Coming into the 1972 Olympic Games in Munich, West Germany, the U.S. men's basketball team had an impressive 62-0 record, the longest winning streak in Olympic history. But not everyone was a fan of the dominant Americans. British-Italian Renato William Jones, president of the International Federation of Amateur Basketball (known as FIBA), worried that another American gold medal would effectively seal basketball's fate as a U.S.-only sport [source: Golden].
Meanwhile, the Soviets had assembled a veteran basketball squad for the Munich games with a lot more international experience than the U.S. side. They also dispatched their basketball emissary with a case of vodka and some fine cigars to woo Jones at a pre-Olympic tournament in Munich [sources: Amdur, Golden]. The wooing must have worked.
In the gold-medal match between the U.S. and the U.S.S.R., the Americans sunk two free throws to lead by two points with only one second on the game clock. One second was hardly enough time for the Soviets to inbound the ball, let along get off a shot.
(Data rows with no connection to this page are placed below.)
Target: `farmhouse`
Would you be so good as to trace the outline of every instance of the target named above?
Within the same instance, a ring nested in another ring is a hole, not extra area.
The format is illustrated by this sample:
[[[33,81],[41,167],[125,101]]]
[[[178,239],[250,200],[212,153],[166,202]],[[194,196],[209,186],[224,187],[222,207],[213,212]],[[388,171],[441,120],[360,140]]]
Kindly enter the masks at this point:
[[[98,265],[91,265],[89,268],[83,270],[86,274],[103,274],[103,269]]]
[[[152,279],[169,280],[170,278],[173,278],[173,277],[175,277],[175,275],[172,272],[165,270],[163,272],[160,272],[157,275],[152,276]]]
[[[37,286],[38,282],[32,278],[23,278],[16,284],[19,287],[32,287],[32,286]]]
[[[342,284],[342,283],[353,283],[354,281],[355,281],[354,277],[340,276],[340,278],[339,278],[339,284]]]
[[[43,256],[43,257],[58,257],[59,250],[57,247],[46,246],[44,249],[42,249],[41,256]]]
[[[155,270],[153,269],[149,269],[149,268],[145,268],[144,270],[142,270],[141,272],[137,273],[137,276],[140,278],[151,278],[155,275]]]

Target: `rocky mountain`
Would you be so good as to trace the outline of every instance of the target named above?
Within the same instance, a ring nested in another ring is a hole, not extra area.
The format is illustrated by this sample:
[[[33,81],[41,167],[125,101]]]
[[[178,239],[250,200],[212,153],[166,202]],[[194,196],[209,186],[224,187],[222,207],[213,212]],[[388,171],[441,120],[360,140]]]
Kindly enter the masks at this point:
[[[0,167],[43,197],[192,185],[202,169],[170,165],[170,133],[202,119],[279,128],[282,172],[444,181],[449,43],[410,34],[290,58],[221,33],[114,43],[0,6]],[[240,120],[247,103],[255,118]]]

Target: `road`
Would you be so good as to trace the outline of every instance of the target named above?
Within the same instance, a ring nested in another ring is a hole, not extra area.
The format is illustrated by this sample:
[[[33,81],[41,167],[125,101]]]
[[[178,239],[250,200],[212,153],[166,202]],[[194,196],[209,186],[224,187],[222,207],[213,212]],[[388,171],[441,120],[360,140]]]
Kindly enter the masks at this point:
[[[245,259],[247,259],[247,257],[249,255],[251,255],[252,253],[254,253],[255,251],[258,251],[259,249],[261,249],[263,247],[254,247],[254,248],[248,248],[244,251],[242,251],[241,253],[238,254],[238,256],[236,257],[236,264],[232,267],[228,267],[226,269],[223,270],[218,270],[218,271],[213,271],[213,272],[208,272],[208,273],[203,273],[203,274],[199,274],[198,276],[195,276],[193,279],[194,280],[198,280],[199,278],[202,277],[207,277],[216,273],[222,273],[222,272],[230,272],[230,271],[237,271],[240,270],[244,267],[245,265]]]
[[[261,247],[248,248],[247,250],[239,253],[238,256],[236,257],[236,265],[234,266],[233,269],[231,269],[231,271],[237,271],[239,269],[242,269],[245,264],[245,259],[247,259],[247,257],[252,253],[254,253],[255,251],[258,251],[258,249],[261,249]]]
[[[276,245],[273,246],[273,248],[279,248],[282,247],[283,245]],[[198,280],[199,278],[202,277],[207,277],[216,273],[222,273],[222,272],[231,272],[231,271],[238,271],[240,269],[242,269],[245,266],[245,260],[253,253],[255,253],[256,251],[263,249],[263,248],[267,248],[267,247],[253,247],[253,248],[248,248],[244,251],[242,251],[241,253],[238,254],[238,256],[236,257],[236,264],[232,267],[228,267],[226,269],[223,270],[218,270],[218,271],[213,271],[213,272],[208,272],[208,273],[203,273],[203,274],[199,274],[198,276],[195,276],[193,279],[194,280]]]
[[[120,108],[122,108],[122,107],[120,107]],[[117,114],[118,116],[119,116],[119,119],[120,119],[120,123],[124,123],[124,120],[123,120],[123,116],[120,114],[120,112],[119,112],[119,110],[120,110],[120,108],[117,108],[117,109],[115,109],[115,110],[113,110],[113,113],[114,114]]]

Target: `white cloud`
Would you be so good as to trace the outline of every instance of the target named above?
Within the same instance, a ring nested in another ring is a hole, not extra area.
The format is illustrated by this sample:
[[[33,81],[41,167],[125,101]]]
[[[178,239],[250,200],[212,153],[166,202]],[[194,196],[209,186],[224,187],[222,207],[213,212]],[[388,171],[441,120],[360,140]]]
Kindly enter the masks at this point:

But the Soviets complained that their time out called before the last free throw had been ignored. Out of the crowd leapt Jones, who commanded the officials to add three seconds to the clock. Inexplicably, they complied, but things got worse. The Soviet pass went astray and the U.S. declared victory. Not so fast: Jones said play had begun prematurely so the clock needed to be reset for another three seconds, giving the Soviet team just enough time to make the winning basket and hand the Americans their first Olympic loss [source: Golden].
Not surprisingly, members of the U.S. team refused to accept their silver medal.